9. Alcohol Can Make Matters Worse

"Arguments happen at night because people are tired and when we're tired, we're short-tempered," relationship coach and psychic medium Cindi Sansone-Braff, author of Why Good People Can't Leave Bad Relationships , tells Bustle. "Everyone knows a tired toddler is cranky and prone to temper tantrums, and this behavior is something we learn to modify with age, but when push comes to shove, two tired people can turn a trivial matter into a declaration of war."

And matters are only exacerbated when alcohol is involved. "If two people have been drinking, the combination of booze and fatigue is a recipe for disaster," she says. "You can nip these fights in the bud by both acknowledging that you need to readdress the issues after a good night's sleep," turning off the lights, and hitting the hay.

10. You Want Sleep, Not Discussion

"At night, both of you are tired and irritable," Tina B. Tessina, aka Dr. Romance, psychotherapist and author of How to Be Happy Partners: Working it out Together, tells Bustle. "You want sleep, not discussion." If your partner is raring to talk about something, schedule a time for the next day.

"If you have matters to discuss, make sure you set apart time earlier in the evening, before you’ve gone over the edge," she suggests. "A great idea is to have a once-a-week meeting to discuss the state of your union.That keeps everything up to date, and minimizes the need to talk about something 'right now.'" Brilliant.

11. You're Upset About Other Issues

"It's so common to get in arguments late at night because couples usually bring the world back home with them," Tiya Cunningham-Sumter, certified life and love coach and author of A Conversation Piece , tells Bustle. "When a boss pisses us off or something doesn't quite go our way, who has to deal with our frustration? Our partners." But it doesn't have to be that way. Be kind and aware that you might not be your best self in the (late) moment.

12. You Can Accidentally Wander Into A Black Hole

"At night we are tired and sometimes we have let our frustrations accumulate throughout the day or days," Carlyle Jansen, author of Sex Yourself , tells Bustle. "If you have been putting off talking about something all day, it can sometimes come up awkwardly when we are not in our best form." If you step into that awkward puddle, try your best to step back out ASAP. It's not worth it!
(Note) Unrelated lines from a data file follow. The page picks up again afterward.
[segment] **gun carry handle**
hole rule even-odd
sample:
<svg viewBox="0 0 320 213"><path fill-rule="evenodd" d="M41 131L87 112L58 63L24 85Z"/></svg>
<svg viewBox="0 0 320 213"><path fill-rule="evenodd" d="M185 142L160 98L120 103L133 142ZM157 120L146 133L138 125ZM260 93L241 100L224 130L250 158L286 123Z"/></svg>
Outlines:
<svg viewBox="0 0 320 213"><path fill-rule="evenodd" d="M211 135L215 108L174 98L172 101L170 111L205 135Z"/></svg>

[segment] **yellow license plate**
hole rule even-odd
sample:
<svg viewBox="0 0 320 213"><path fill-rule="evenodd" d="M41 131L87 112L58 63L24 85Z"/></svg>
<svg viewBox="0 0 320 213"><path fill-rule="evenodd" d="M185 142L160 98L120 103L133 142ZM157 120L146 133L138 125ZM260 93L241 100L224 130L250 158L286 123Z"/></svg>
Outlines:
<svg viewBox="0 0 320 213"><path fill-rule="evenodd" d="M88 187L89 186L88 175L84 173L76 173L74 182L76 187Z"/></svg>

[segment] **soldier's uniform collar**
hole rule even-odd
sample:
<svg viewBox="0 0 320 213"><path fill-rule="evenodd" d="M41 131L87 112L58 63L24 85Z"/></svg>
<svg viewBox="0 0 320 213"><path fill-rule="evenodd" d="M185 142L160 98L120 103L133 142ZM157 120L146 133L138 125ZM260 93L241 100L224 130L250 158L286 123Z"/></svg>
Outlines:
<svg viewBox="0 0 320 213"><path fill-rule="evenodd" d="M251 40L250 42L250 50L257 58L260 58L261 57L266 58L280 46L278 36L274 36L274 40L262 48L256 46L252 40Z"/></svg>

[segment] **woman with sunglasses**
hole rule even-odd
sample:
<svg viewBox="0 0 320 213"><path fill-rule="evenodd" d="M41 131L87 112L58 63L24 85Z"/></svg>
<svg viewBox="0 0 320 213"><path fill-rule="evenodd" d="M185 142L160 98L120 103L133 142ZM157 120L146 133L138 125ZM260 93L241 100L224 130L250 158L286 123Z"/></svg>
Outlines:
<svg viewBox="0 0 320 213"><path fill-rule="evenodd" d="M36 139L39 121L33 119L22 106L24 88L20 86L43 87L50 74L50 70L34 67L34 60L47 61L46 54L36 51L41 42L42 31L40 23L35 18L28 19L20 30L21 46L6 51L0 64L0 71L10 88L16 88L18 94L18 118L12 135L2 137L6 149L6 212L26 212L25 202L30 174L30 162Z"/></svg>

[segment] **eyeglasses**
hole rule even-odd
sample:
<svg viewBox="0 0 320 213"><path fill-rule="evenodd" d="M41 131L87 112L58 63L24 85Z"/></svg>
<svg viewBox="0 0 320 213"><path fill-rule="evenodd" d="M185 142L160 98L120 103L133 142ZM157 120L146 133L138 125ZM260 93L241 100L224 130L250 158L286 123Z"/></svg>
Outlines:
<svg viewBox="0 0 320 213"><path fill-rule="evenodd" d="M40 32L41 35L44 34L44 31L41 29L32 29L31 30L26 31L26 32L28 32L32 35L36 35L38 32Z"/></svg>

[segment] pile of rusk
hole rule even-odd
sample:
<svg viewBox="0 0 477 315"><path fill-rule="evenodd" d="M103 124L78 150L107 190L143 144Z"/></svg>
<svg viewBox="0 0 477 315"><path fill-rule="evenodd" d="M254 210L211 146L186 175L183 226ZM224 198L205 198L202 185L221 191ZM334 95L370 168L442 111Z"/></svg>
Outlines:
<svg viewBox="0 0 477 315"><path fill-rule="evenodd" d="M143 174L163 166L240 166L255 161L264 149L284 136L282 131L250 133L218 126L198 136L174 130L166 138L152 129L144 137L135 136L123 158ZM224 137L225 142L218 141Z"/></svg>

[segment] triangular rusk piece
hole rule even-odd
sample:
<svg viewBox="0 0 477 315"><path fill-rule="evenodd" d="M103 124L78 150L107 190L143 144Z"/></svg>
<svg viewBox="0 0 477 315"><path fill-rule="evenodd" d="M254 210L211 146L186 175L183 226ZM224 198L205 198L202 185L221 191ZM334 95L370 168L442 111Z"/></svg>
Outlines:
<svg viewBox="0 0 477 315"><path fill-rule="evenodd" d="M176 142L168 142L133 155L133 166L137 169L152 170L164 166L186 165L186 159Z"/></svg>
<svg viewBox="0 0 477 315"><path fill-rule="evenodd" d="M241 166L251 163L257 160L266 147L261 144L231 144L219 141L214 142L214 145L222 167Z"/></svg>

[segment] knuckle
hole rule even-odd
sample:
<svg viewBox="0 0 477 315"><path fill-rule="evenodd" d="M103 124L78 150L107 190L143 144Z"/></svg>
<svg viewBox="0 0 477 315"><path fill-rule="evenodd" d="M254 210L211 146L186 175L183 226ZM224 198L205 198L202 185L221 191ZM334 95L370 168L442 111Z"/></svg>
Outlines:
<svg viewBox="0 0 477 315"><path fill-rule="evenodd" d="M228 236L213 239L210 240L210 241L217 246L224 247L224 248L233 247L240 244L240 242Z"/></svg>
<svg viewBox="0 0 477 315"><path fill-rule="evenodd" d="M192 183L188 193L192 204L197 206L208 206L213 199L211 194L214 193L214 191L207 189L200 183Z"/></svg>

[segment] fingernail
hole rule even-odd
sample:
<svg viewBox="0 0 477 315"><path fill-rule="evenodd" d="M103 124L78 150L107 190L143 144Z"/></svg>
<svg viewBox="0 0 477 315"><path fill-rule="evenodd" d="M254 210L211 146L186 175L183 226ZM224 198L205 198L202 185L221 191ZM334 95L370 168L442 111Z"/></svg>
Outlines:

13. You're Dealing With A Tricky Trifecta

"Night arguments happen for a few reasons," life coach Kali Rogers tells Bustle. "We are exhausted from the day; things build up throughout the day and it's easy to reach your threshold at night; and people tend to consume alcohol at night and not during the day." Yep — not a good trifecta. "This shortens fuses," she adds. So try to wait until another time to have a serious talk.

14. Everyone Is Grumpy

"I think arguments late at night are based on when we get tired," Rob Alex, who created Sexy Challenges and Mission Date Night with his wife, tells Bustle. "We all get a little grumpy when we are tired and it makes it easier for things to tick us off." So make a new policy, he advises.

"To help with arguments late at night I suggest a no-talks time before bed, where couples just snuggle up with each other not exchanging any words," he says. Instead of talking, focus on cuddling. That's the best thing to do before falling asleep anyway.

15. One Word: Stress

"As the day goes on, stress builds up," author and relationship expert Alexis Nicole White tells Bustle. "If not released appropriately, one can blow up on their mate, expressing frustrations to relieve stress." This isn't the way to talk about your issues. Try counting to 10 or 20, and see if the mad urge to pipe up passes.